What is the Mirador Basin?
The Mirador-Calakmul Basin is a geological depression found in the rainforests of northern Petén, Guatemala, and southern Campeche, Mexico. The entire system spreads across 1.6 million acres of pristine tropical forest (2500 square miles), and includes a variety of flora and fauna, contributing greatly to the biodiversity of the region because of the six types of tropical forest found within the system. It consists of several shallow drainages which drain gradually into the San Pedro and Candelaria Rivers.

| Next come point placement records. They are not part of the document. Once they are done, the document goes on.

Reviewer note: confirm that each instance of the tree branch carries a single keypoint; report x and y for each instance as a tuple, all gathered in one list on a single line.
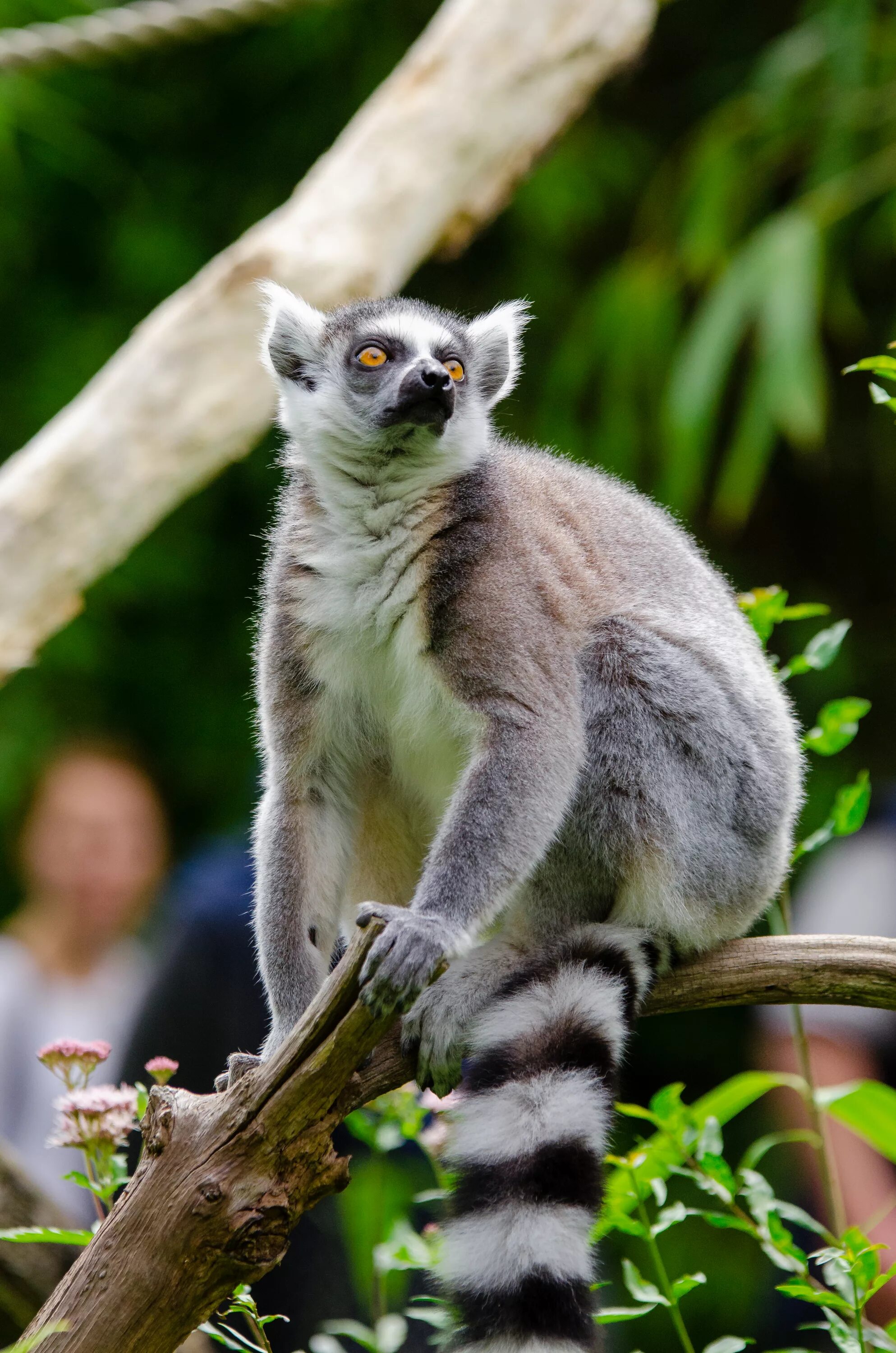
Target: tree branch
[(28, 1272), (224, 1179), (784, 971), (186, 394)]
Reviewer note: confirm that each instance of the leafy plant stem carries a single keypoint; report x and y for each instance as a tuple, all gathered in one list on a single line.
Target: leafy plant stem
[(257, 1332), (92, 1178), (675, 1314), (857, 1305), (830, 1184)]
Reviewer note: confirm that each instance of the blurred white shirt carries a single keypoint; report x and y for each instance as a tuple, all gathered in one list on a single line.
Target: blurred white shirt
[(37, 1010)]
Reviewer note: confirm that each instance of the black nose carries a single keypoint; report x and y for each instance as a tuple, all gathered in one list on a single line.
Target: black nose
[(433, 377), (425, 396)]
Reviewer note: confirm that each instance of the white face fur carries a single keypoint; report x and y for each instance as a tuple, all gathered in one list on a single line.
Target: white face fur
[(390, 390)]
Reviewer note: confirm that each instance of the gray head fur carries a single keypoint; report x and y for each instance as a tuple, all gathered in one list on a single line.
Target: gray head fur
[(409, 408)]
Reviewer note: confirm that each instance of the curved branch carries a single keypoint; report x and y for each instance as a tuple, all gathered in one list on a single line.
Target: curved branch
[(781, 971), (225, 1178)]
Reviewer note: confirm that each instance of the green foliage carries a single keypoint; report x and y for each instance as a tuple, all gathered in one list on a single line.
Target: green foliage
[(688, 1146), (36, 1340)]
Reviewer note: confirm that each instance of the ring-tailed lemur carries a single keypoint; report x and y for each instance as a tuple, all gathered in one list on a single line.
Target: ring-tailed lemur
[(500, 693)]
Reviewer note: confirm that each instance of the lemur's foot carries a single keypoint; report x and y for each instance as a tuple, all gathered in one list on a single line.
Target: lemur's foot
[(404, 960), (239, 1064), (432, 1033)]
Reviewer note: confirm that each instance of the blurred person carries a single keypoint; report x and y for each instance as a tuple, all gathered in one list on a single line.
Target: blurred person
[(849, 889), (91, 856), (205, 1002)]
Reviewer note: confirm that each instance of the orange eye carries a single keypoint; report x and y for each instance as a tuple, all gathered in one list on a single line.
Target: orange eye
[(371, 356)]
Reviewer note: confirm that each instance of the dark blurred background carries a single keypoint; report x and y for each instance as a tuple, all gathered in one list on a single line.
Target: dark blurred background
[(704, 251)]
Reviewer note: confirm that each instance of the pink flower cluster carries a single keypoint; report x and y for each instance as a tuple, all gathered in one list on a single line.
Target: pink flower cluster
[(161, 1069), (72, 1060), (435, 1136), (96, 1117)]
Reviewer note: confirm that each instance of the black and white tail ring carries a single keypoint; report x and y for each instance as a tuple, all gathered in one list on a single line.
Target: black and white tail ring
[(530, 1138)]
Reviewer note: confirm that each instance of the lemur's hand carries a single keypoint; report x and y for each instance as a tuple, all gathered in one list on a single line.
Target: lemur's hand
[(239, 1064), (404, 960)]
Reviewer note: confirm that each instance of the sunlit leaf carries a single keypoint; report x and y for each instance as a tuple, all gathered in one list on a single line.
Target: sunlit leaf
[(639, 1287), (45, 1236), (687, 1283), (804, 1291), (614, 1314), (837, 726)]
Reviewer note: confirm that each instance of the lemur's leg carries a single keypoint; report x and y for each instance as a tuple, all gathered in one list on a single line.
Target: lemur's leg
[(530, 1136), (305, 824), (501, 820), (436, 1026)]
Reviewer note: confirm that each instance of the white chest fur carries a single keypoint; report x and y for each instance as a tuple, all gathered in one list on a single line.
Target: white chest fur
[(360, 600)]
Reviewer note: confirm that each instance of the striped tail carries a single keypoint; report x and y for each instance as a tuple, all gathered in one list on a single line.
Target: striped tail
[(528, 1141)]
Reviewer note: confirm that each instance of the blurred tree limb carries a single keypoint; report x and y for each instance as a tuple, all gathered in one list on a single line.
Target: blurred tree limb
[(224, 1179), (428, 160)]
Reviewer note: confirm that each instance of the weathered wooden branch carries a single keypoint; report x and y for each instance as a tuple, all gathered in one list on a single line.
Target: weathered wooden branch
[(225, 1178), (431, 157), (779, 971)]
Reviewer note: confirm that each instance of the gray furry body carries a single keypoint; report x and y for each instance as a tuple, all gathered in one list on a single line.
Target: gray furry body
[(500, 695)]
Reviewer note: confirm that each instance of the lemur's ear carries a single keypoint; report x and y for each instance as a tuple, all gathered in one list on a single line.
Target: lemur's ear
[(497, 341), (293, 333)]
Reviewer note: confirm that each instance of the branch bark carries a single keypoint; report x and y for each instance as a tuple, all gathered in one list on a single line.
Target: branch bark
[(431, 157), (224, 1179)]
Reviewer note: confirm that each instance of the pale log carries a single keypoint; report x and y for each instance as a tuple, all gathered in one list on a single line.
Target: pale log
[(431, 157)]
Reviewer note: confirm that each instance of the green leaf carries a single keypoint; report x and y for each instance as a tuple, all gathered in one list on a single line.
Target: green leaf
[(804, 1291), (719, 1179), (614, 1314), (661, 1153), (882, 366), (852, 804), (764, 1145), (819, 653), (32, 1341), (669, 1217), (726, 1221), (844, 1337), (868, 1109), (45, 1236), (352, 1330), (220, 1337), (848, 815), (710, 1141), (687, 1283), (658, 1190), (639, 1287), (837, 726), (882, 1280), (764, 608), (391, 1332), (806, 611)]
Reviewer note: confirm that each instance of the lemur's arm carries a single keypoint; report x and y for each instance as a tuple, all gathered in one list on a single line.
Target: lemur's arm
[(302, 837), (499, 826)]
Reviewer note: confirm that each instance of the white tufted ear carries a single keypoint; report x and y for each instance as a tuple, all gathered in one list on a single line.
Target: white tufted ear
[(291, 337), (497, 343)]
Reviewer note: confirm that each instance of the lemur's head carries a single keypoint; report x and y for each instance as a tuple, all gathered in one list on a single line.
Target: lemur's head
[(381, 381)]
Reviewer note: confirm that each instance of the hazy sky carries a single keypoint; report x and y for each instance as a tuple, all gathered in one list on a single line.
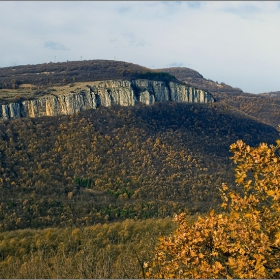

The Mirador-Calakmul Basin is known for its historical significance, being the birthplace of Maya Civilization and containing more than 51 pre-Hispanic Maya cities that have now been mapped and archaeologically tested on the Guatemalan side of the border. Many of these cities were founded nearly 3000 years ago, and there are many more cities yet to be explored. These cities were interconnected by the first superhighway system in the world. The Mirador-Calakmul Basin is also home to the pyramid of La Danta, which is possibly the world’s largest ancient structure by volume. Over the past two decades, archaeologists such as Dr. Richard Hansen of the Mirador Basin Project, Dr. William Folan and Dr. Ramon Carrasco of the Calakmul Biosphere Reserve, and Dr. Kathryn Reese-Taylor of the Yaxnohcah project in Campeche have taken great interest in the area due to its abundance of ancient sites and evidences of Pre-classic Maya occupation which tell a story of humanity that has never been revealed before.